The steering gives off a feeling of heft and command based on how heavy it is. However, I’m not a huge fan of the meaty steering wheel, but I know that some people prefer it.
Interior Hits and Misses
It’s hard to fall in love with the interior. While the materials are much improved throughout the cabin with a lot of soft-touch plastics, there’s a bit too much hard, cheap-feeling stuff too, which could rattle and scratch easily. The two-tone setup in this tester also wasn’t really attractive and looked like it was inspired by a Rubbermaid bin.
At least the interior is filled with features. There’s the big UConnect touchscreen, which is quick and easy to use (when it’s working), and there’s a nice big screen between the gauges for the driver. The center console is user-friendly enough but looks a bit busy due to a lot of buttons that aren’t that useful.
The Compass lacks cubbies and places to store things like cellphones, wallets, and keys. The door pockets are fairly small, as is the armrest, and this lack of at-hand storage is a big criticism with the Compass.

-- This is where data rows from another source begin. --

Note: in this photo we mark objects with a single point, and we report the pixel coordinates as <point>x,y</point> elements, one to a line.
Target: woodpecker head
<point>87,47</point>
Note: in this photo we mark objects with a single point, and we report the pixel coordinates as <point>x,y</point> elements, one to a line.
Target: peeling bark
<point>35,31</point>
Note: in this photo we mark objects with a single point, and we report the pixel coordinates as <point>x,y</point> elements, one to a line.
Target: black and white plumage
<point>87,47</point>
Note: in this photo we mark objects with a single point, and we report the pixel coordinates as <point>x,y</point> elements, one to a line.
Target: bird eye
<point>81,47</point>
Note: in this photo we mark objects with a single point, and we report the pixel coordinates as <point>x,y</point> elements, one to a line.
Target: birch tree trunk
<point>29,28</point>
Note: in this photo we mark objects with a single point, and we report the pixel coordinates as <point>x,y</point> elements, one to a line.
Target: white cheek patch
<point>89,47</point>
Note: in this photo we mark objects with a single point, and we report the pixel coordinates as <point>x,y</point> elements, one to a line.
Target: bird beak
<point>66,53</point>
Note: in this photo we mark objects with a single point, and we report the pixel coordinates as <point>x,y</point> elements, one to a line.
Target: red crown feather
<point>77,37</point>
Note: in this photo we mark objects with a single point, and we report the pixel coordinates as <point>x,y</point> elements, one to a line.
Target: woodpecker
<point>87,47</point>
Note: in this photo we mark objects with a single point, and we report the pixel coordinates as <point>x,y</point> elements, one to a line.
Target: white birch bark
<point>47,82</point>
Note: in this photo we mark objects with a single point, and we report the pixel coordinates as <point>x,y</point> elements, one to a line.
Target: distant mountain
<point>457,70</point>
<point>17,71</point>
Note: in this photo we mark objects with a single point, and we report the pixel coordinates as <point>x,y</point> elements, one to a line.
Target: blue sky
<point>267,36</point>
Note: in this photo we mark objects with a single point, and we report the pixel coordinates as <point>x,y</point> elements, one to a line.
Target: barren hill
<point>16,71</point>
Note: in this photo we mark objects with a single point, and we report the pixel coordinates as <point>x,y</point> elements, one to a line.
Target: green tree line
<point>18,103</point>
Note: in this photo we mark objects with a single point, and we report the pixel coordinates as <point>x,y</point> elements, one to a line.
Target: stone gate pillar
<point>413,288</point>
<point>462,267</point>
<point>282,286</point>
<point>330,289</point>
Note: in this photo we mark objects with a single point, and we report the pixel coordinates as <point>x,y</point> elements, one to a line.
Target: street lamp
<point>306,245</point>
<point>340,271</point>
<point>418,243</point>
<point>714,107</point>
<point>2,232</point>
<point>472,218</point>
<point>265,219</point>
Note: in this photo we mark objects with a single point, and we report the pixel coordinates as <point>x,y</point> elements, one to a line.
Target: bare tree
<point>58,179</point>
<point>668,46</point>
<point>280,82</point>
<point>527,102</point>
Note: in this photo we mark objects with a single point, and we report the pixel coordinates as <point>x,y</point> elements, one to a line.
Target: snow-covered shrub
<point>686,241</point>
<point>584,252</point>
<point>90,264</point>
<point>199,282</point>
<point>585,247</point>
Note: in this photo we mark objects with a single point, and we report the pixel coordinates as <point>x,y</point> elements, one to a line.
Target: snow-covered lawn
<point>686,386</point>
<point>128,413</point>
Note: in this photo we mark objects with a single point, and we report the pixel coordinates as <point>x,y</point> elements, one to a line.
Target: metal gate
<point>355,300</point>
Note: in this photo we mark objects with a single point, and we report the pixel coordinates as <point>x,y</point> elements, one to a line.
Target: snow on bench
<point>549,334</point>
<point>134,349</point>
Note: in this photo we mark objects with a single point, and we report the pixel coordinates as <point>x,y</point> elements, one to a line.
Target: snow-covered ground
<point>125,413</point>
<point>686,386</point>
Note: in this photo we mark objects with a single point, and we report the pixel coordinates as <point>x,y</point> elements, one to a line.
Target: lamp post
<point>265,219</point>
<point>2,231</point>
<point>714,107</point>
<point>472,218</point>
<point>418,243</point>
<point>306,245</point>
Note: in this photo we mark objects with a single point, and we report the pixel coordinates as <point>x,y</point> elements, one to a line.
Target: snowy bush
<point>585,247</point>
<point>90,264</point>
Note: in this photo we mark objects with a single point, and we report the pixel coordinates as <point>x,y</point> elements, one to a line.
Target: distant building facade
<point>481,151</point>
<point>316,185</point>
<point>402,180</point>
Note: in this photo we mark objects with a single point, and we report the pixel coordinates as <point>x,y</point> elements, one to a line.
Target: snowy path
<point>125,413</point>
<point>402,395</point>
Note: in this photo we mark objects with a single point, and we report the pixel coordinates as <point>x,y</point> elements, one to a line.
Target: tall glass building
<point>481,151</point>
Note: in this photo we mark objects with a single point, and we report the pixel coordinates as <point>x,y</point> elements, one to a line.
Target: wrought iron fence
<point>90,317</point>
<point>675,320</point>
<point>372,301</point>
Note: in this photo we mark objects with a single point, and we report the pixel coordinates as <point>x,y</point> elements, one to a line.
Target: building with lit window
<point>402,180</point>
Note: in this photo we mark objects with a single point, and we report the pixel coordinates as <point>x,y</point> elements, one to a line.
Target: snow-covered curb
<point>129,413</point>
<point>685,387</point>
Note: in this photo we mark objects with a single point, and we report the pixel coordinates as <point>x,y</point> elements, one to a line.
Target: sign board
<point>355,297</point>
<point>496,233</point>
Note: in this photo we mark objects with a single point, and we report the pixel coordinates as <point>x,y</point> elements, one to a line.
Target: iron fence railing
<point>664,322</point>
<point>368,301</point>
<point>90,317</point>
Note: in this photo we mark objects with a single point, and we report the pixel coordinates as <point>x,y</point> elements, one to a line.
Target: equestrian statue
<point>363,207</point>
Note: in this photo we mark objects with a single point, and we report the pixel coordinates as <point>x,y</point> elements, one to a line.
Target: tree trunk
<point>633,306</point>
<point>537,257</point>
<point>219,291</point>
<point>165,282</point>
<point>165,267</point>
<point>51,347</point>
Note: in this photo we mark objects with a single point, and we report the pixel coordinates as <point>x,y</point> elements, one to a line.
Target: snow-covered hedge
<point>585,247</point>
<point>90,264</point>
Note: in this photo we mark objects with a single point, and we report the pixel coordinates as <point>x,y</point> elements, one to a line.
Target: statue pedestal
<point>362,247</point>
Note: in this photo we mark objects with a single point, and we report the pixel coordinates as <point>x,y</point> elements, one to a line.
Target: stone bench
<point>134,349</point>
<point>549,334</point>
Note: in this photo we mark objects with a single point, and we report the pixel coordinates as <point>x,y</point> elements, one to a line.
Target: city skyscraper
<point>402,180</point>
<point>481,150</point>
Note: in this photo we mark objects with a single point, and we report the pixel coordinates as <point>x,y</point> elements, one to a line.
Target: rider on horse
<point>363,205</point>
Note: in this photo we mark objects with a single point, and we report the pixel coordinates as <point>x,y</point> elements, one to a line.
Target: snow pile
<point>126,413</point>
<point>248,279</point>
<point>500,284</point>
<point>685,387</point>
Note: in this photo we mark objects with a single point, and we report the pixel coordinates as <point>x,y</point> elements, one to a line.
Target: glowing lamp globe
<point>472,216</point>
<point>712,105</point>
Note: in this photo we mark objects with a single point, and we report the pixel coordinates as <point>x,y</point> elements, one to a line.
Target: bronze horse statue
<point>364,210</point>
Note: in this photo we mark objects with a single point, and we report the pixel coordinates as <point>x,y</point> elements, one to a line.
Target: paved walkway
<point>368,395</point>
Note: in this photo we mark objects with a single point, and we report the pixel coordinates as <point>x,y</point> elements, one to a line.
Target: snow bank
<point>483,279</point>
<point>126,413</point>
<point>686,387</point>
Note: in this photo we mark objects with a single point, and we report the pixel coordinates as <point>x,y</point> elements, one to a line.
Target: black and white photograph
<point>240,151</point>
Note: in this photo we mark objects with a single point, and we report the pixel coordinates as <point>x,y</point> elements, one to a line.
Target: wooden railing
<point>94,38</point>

Additionally, the rear seats are a bit tight, and I’m not thrilled with the cargo space either. Seats up or down, it’s shallow and it also has a pretty high load floor.
Tech-wise, the Compass has most of what you want including forward collision warning, blind spot monitoring, and lane keeping assist, as well as a great reverse camera. I do wish it had adaptive cruise control, though.
The base Compass starts at $25,490 for a front-wheel drive model, while this fully loaded all-wheel-drive example rings up at $34,405 ($43,890 in Canada). That’s a tough spot because it’s not far from a fully loaded crossover like the Honda CR-V or Mazda CX-5, both of which have won our Utility Vehicle of the Year award in the past.
The Verdict: 2018 Jeep Compass Limited Review
But those other crossovers just don’t have the reputation for capability that comes with the Jeep badge and nameplate. This is what makes it a Jeep, and for some, that’s worth the price tag, but don’t overlook the fact that this mini-Grand Cherokee has a few drawbacks.